WKZI
- Casey, Illinois; United States;
- Broadcast area: Charleston-Mattoon area
- Frequency: 800 kHz

Programming
- Format: Christian radio

Ownership
- Owner: American Hope Communications, Inc.
- Sister stations: WLHW; WEHP; WPFR;

History
- First air date: December 14, 1963

Technical information
- Licensing authority: FCC
- Facility ID: 73711
- Class: B
- Power: 250 watts
- Transmitter coordinates: 39°18′16.1″N 87°58′17.1″W﻿ / ﻿39.304472°N 87.971417°W
- Translators: 94.7 W234CK (Casey); 107.9 W300DD (Greenup);

Links
- Public license information: Public file; LMS;
- Website: wjly.org

= WKZI =

WKZI (800 AM) is a Christian radio station licensed to Casey, Illinois, United States. The station is owned by American Hope Communications, Inc.

==History==
The station began broadcasting December 14, 1963, and was owned by Paul Dean Ford. It initially aired a big band format.
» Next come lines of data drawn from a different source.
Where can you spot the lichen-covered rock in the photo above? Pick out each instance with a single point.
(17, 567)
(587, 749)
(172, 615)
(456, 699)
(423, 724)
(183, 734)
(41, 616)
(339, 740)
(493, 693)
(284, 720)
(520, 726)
By 1968, the station had adopted a country music format, which it continued to air until 1992. It was taken silent in 1992. In 1993, WKZI was transferred to Word Power, Inc., a nonprofit run by the Ford family, and the station adopted its current Christian format.

Effective October 29, 2021, the station was sold to American Hope Communications, along with WLHW, WPFR, WPFR-FM, and three translators, for $179,000.